米軍北部訓練場に隣接するやんばる国立公園を含む「奄美・琉球」の世界自然遺産登録を巡り、環境省は2013年以降に米軍とやりとりした文書は「一切不開示」とすることを決定していたことが1日、分かった。環境省は決定理由について取材に対し「米国との信頼関係を損なう恐れ」を挙げ、文書そのものが「米軍との間で非公開とすることを前提に作成しているため」と説明した。環境省は、存在を特定した不開示文書名のリストや件数も明らかにしなかった。
文書は、調査団体「インフォームド・パブリック・プロジェクト(IPP)」の河村雅美代表が開示請求した。不開示の結果を受け同団体は、政府のステークホルダー(住民)に対する説明責任の欠如を指摘。行政不服審査法に基づき、環境大臣に対して審査請求をする方針だ。
1日、環境省は取材に対し、文書の存在は認めた上で「外交・防衛への影響を考慮し、関連文書の名称含め開示は控えたい」とした。
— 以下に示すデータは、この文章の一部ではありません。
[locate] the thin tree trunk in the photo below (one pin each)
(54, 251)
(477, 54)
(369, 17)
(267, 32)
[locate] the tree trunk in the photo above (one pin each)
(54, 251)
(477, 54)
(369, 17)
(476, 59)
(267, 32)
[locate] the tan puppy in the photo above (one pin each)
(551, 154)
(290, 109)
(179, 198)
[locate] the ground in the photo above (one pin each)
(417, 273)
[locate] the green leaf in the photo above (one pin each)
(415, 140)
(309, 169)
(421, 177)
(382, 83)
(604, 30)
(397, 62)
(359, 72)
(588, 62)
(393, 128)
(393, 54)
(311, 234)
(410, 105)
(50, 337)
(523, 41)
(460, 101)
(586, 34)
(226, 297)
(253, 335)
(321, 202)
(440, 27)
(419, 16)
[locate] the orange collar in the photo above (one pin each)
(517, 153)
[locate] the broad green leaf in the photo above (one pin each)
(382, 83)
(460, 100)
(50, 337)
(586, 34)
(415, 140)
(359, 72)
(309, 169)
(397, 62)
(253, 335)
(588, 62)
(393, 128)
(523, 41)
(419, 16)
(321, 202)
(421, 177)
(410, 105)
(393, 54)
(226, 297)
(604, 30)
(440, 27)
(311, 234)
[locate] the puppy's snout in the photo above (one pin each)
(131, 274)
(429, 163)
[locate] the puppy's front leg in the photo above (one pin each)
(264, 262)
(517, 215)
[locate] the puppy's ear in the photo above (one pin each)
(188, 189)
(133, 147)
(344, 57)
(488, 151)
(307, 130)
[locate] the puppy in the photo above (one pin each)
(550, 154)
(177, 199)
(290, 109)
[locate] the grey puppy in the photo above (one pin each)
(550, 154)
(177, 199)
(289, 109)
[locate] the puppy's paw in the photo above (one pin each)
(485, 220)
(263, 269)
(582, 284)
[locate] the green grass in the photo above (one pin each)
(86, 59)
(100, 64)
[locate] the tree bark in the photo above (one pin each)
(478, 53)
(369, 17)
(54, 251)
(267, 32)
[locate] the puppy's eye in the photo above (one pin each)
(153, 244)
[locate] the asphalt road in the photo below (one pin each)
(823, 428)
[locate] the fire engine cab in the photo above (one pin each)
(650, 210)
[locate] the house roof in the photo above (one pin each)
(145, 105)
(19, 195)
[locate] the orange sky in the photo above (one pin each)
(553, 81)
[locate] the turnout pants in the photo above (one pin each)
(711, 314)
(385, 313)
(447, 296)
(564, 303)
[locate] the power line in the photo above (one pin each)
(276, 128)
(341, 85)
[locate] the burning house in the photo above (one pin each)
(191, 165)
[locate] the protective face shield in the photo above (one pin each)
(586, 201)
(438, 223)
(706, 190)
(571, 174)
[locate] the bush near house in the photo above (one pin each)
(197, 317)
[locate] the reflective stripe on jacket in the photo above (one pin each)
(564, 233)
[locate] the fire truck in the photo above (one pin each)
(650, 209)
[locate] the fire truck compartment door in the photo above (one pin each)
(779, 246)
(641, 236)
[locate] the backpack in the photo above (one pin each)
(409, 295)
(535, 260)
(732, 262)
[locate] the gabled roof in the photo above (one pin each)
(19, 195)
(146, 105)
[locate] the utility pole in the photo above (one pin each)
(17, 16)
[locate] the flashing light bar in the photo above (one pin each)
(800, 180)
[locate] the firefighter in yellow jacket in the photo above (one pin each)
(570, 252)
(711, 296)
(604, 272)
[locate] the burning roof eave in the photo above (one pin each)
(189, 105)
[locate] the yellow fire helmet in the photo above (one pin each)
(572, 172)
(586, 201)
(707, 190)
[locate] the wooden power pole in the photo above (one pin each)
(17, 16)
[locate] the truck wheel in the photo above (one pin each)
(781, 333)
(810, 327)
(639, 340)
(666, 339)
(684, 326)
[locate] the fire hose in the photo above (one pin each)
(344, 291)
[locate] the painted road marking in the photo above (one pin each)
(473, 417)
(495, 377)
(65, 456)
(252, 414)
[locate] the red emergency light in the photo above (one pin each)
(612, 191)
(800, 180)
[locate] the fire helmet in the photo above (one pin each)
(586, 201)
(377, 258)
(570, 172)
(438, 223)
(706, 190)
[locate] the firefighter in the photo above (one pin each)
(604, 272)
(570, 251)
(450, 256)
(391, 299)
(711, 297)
また、文書は環境省の判断で不開示としたとし「開示請求のあった資料は、非公開を前提として作成した」と説明した。
河村代表は「文書の存在を特定しながら、肝心な箇所を濁すのは情報公開の観点から問題」と環境省の消極的な姿勢を批判した。
情報公開法に精通する前津榮健沖縄国際大学学長は「少なくとも環境省は文書の開示がいかに米軍との信頼関係に影響を与えるのかを説明する義務がある」と指摘した。また「環境省は情報公開請求に対して過剰反応しているか、よっぽど知られては困るような重大事項を抱えている」可能性も示唆した。